About Harnessing Biosynthesis for Sustainable Food and Health (HBio)

Human society is dependent upon products made by plants and bacteria. Two major, interwoven challenges of national and global importance are the supply of sufficient, nutritious, and sustainably produced food, and the maintenance and extension of healthy lifespans.

Our capacity to discover, identify, edit and produce chemicals has been revolutionised by recent large-scale sequencing of plant and microbial genomes. These genomes reveal that plants and bacteria can make many products that have not yet been identified and tested.

We will exploit plant and bacterial genomic information to discover novel natural products likely to contribute to new generations of medicines, antibiotics and other valuable natural chemicals such as environmentally-friendly pesticides. We will use state-of-the-art technologies to determine the mechanisms of action of these novel molecules.

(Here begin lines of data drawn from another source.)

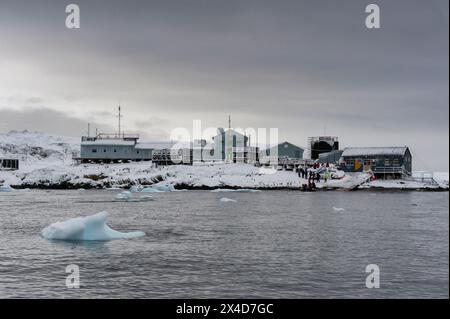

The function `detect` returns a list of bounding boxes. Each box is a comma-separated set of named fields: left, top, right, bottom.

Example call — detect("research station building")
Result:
left=339, top=146, right=412, bottom=178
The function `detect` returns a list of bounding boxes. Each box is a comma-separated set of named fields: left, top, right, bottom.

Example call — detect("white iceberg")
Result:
left=116, top=191, right=133, bottom=200
left=41, top=212, right=145, bottom=241
left=0, top=185, right=15, bottom=192
left=211, top=188, right=261, bottom=193
left=220, top=197, right=236, bottom=203
left=141, top=183, right=176, bottom=193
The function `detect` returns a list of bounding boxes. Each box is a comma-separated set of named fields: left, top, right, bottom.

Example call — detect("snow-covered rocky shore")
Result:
left=0, top=132, right=448, bottom=190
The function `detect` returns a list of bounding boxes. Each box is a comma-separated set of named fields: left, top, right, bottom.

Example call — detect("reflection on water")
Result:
left=0, top=190, right=449, bottom=298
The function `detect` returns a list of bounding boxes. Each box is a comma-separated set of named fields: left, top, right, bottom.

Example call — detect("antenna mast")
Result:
left=117, top=104, right=122, bottom=137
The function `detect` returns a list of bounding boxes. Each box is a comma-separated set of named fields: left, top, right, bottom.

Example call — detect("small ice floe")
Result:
left=211, top=188, right=261, bottom=193
left=141, top=183, right=176, bottom=193
left=139, top=195, right=154, bottom=202
left=220, top=197, right=236, bottom=203
left=104, top=187, right=123, bottom=191
left=116, top=191, right=133, bottom=200
left=0, top=185, right=15, bottom=193
left=130, top=185, right=144, bottom=193
left=41, top=212, right=145, bottom=241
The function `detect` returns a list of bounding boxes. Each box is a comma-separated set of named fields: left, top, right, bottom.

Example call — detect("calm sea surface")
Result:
left=0, top=190, right=449, bottom=298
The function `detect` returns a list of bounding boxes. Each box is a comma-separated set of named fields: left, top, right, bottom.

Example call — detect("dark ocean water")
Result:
left=0, top=191, right=449, bottom=298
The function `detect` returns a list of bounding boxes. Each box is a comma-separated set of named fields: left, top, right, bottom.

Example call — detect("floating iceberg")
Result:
left=0, top=185, right=15, bottom=192
left=141, top=183, right=176, bottom=193
left=41, top=212, right=145, bottom=240
left=130, top=185, right=144, bottom=193
left=211, top=188, right=261, bottom=193
left=116, top=191, right=133, bottom=200
left=220, top=197, right=236, bottom=203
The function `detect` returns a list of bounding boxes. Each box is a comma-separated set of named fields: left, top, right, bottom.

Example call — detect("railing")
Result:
left=81, top=133, right=139, bottom=142
left=373, top=166, right=411, bottom=176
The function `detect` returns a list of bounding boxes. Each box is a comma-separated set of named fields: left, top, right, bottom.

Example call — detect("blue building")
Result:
left=339, top=146, right=412, bottom=178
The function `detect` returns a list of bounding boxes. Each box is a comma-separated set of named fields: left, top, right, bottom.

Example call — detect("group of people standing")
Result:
left=298, top=163, right=328, bottom=191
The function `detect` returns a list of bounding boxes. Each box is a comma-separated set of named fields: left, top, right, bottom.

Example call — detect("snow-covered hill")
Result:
left=0, top=131, right=80, bottom=170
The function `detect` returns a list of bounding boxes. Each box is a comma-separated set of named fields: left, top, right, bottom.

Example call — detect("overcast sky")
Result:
left=0, top=0, right=449, bottom=170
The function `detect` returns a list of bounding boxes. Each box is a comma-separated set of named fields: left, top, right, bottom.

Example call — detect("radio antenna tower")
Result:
left=117, top=104, right=122, bottom=137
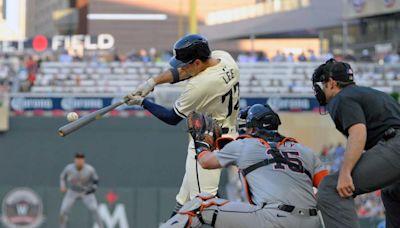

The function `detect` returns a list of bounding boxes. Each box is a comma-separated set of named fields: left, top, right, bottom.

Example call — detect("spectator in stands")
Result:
left=286, top=52, right=294, bottom=63
left=272, top=50, right=286, bottom=62
left=139, top=49, right=151, bottom=63
left=297, top=52, right=307, bottom=62
left=383, top=51, right=400, bottom=64
left=256, top=51, right=269, bottom=62
left=236, top=52, right=249, bottom=63
left=58, top=50, right=74, bottom=63
left=308, top=49, right=318, bottom=62
left=360, top=49, right=373, bottom=62
left=25, top=56, right=37, bottom=87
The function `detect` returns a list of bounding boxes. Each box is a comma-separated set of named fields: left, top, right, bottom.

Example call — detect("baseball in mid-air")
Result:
left=67, top=112, right=79, bottom=122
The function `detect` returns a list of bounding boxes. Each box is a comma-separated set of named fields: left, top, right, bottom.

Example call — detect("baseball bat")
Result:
left=58, top=99, right=128, bottom=137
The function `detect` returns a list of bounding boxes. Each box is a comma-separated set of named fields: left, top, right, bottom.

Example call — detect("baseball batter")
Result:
left=163, top=104, right=327, bottom=228
left=126, top=34, right=239, bottom=216
left=60, top=153, right=103, bottom=228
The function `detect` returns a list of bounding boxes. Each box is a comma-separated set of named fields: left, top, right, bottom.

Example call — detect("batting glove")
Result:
left=125, top=78, right=156, bottom=98
left=126, top=94, right=144, bottom=105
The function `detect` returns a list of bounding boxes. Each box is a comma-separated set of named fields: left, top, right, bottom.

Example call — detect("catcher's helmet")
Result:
left=169, top=34, right=211, bottom=68
left=246, top=104, right=281, bottom=131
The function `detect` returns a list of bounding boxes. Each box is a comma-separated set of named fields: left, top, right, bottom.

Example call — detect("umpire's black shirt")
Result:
left=327, top=85, right=400, bottom=150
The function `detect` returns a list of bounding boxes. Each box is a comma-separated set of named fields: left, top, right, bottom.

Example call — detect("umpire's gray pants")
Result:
left=161, top=202, right=321, bottom=228
left=317, top=134, right=400, bottom=228
left=60, top=190, right=103, bottom=228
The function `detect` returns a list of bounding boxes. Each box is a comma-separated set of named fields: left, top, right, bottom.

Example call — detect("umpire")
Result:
left=312, top=59, right=400, bottom=228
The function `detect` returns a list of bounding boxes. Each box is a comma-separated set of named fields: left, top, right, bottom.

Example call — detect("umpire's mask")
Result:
left=246, top=104, right=281, bottom=131
left=312, top=59, right=354, bottom=106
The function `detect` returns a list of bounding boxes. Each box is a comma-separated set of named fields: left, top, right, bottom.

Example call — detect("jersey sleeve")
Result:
left=60, top=166, right=68, bottom=188
left=215, top=141, right=242, bottom=167
left=331, top=97, right=366, bottom=135
left=92, top=167, right=99, bottom=184
left=313, top=154, right=329, bottom=188
left=174, top=82, right=205, bottom=118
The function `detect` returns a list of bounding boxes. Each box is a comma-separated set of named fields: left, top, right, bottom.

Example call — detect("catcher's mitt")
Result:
left=187, top=112, right=221, bottom=153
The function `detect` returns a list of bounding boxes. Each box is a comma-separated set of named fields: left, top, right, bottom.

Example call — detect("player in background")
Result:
left=126, top=34, right=239, bottom=214
left=162, top=104, right=328, bottom=228
left=312, top=59, right=400, bottom=228
left=60, top=153, right=103, bottom=228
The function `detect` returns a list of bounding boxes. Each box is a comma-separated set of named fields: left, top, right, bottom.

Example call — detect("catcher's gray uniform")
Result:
left=60, top=163, right=103, bottom=228
left=163, top=138, right=327, bottom=228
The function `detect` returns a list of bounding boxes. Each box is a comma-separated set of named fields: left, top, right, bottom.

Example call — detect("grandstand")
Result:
left=26, top=62, right=400, bottom=96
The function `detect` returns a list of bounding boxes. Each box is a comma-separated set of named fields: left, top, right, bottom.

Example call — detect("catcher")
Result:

By precisely editing molecular and macromolecular structures our research will optimise both the properties and functionality of molecules, enabling improvements to the nutritional quality of food, development of more sustainable agricultural practices and provision of new therapeutics and antibiotics to support a healthy human lifespan.

Many important chemicals, including medicines, are scarce in nature and both difficult and expensive to extract. We have invented technology to produce larger amounts of these chemicals by synthesising them within plants. We will refine this technology help overcome supply problems, enabling faster synthesis of valuable products in larger volumes.